I combattimenti sono sempre piacevoli e dinamici, con tanto di prove di forza quando le lame si incrociano.
La situazione non migliora nelle caverne o nelle basi, progettate con asset riutilizzati in maniera eccessiva e prive di varietà. Su Switch 2 l’esperienza è appesantita da lunghi tempi di caricamento, soprattutto durante i viaggi rapidi, e da un framerate che si stabilizza sugli ormai anacronistici (almeno nel 2025 e su una console uscita da pochi mesi) 30 fps, con cali evidenti nelle situazioni più caotiche o mentre vengono caricate nuove sezioni della mappa.
Daemon X Machina: Titanic Scion è un gioco cucito su misura per chi ama mettere a punto il proprio esoscheletro.
Per fortuna il comparto multiplayer funziona discretamente, al netto di qualche sporadica incertezza: il crossplay garantisce una vasta base di giocatori con cui divertirsi, e la possibilità di configurare le stanze dichiarando l’obiettivo, che si tratti di esplorazione libera o della caccia a uno specifico boss, garantisce un buon ricambio di compagni d’avventura, almeno durante i primi tempi.

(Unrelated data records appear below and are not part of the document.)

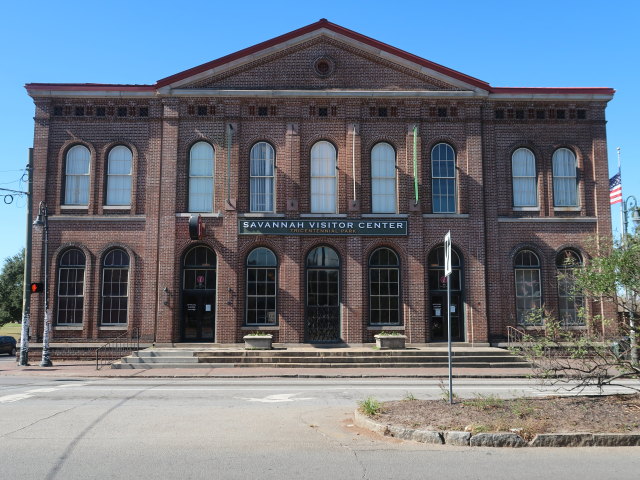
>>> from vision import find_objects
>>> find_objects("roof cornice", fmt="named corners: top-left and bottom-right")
top-left (25, 18), bottom-right (615, 100)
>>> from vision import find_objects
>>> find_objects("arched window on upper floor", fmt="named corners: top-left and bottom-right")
top-left (249, 142), bottom-right (275, 212)
top-left (106, 145), bottom-right (133, 206)
top-left (511, 148), bottom-right (538, 207)
top-left (431, 143), bottom-right (456, 213)
top-left (64, 145), bottom-right (91, 206)
top-left (311, 140), bottom-right (338, 213)
top-left (371, 143), bottom-right (396, 213)
top-left (553, 148), bottom-right (578, 207)
top-left (189, 142), bottom-right (215, 212)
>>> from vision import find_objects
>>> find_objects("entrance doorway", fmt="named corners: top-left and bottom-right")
top-left (181, 246), bottom-right (216, 342)
top-left (305, 247), bottom-right (341, 343)
top-left (429, 246), bottom-right (464, 342)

In Breve: Daemon X Machina: Titanic Scion convince soprattutto sul fronte del gameplay: il sistema di combattimento è vario e creativo, la personalizzazione dell’esoscheletro molto ricca e le boss fight, quando funzionano, regalano momenti spettacolari. Anche il multiplayer è solido, grazie al crossplay che amplia le possibilità di cooperazione. Il resto, però, non è allo stesso livello: la trama è debole, il cast dimenticabile, le missioni riempitive rallentano il ritmo e il mondo di gioco, pur vasto, appare vuoto e ripetitivo. Dulcis in fundo, sul piano tecnico la versione Switch 2 qui recensita mostra limiti evidenti tra caricamenti lenti e framerate instabile. Un titolo che diverte gli appassionati di mecha e ottimizzazione dell’equipaggiamento disposti a chiudere un occhio sugli oggettivi problemi, ma che difficilmente soddisferà chi cerca una storia coinvolgente o un mondo da esplorare con piacere.
Piattaforma di Prova: Switch 2
Com’è, Come Gira: Su Switch 2 Daemon X Machina: Titanic Scion mostra il suo lato più debole: lunghi tempi di caricamento e episodi di micro-stuttering pesano sui 30 fps, che raramente (e dai, la console è appena uscita, impegnatevi un attimo!) riescono a mantenere una consistenza stabile.